軽量なろうリーダー

作品タイトル不明

150 その吐息一つで

ギクシャクとした夜を過ごした。

言葉は少なく。

小さなミスが多かった。

アセリアは見た目でわかるほど顔を火照らせて、なんとか平静を装っていた。

夜中になれば、脳裏にあの時のアセリアの顔ばかりが浮かんだ。

その日はアセリアの寝息は聞こえなかったけれど、そのことさえも何かのきっかけになりそうで、頭から追い払った。

ベッドの上の布団の膨らみさえ、なんだか意識してしまい、冷や汗をかいた。

やってしまった……というよりは、正直、なんとか踏みとどまった、というほうがしっくりくる。

踏みとどまり続けなくては。

執事として。

けど。

正直、またあんな顔をされたら、どうなるかわからない。

慰めたかったんだけどな。

何があったのかついぞわからなかったが、聞き出す前に爆弾を落としてしまったがために、それもわからず仕舞いだ。

翌朝は、なんとか洗濯や朝食の用意で心を落ち着かせる。

いつもと同じことをして、少しずつ落ち着く。

朝食で正面に座るアセリアは、目が合いそうになるとふいっと顔を逸らした。

かわいい。

口付けも、ダメだろ、と思う。

ダメだっただろ、と思う。

とは、思う。

「じゃあ、髪を梳かしますね」

「……ええ」

思うけれど、アセリアが頬を染めるので、何がダメなのかわからなくなった。

もし嫌われていないのでなければ。

考える。

執事という立場が、何なのか。

俺は、アセリアの何なのか。

一体何を、与えられるというのか。

目の前のアセリアのキラキラと輝く金髪。

手で掬うと、なめらかで手からこぼれていくみたいだ。

その髪を手で掬い直し、毛先から髪を梳かしていく。

いい香りがするけれど、踏みとどまらなければ。

俺はアセリアを傷つけたいわけではないのだから。

息の仕方を整える。
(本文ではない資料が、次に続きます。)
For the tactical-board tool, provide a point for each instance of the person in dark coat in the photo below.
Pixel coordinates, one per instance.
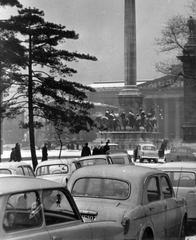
(17, 153)
(44, 153)
(12, 155)
(106, 147)
(85, 151)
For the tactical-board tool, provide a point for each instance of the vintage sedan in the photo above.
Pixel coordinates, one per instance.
(16, 168)
(183, 178)
(178, 154)
(140, 198)
(147, 151)
(37, 209)
(58, 170)
(95, 160)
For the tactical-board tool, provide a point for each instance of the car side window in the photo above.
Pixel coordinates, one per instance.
(153, 191)
(165, 188)
(28, 171)
(20, 171)
(23, 211)
(57, 208)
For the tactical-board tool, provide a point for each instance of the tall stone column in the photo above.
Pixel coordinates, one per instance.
(130, 97)
(189, 62)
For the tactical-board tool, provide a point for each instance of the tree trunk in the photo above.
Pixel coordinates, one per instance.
(30, 102)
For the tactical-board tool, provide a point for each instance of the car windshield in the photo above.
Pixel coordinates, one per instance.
(5, 171)
(151, 148)
(101, 188)
(182, 179)
(118, 160)
(52, 169)
(90, 162)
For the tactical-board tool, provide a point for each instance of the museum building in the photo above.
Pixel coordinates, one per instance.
(166, 96)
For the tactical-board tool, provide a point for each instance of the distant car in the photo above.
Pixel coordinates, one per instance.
(182, 153)
(32, 208)
(140, 198)
(120, 157)
(95, 160)
(147, 151)
(58, 170)
(16, 168)
(183, 178)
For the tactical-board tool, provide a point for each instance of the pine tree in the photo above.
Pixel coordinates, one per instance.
(44, 90)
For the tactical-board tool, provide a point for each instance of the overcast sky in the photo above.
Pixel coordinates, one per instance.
(100, 24)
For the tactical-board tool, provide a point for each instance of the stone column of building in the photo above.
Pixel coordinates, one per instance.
(166, 118)
(177, 119)
(130, 97)
(189, 62)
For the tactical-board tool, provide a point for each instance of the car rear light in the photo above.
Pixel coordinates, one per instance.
(125, 223)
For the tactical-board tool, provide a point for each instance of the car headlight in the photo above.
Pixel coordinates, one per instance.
(125, 223)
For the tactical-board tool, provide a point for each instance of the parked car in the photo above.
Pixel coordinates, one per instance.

息の仕方が、これで合っていればだが。

櫛を入れていくと、

「……っ!」

と、吐息が聞こえた。

その吐息に、心臓が跳ね上がる。

そっとアセリアの様子を覗くと、首筋まで真っ赤になっていた。

アセリア……?

止まりそうになった息を整える。

手が正しい動きをするよう、細心の注意を払う。

見なかったことにした。

真っ赤になった首筋も。

緊張で張り詰めた肩も。

震えるような頬の線も。

そんな反応はずるいだろ。

甘すぎる。

味を知ってしまうと、見る度に味を思い描いてしまうリンゴみたいに。

これを我慢しないといけないというのだから、もうすっかりハルムには、家の中が甘い地獄にしか見えなかった。

髪を梳かす。

震えそうな手で。

いつもよりゆっくりと。

いつもより丁寧に。

本当にどうして、この家には部屋が一つしかないんだよ。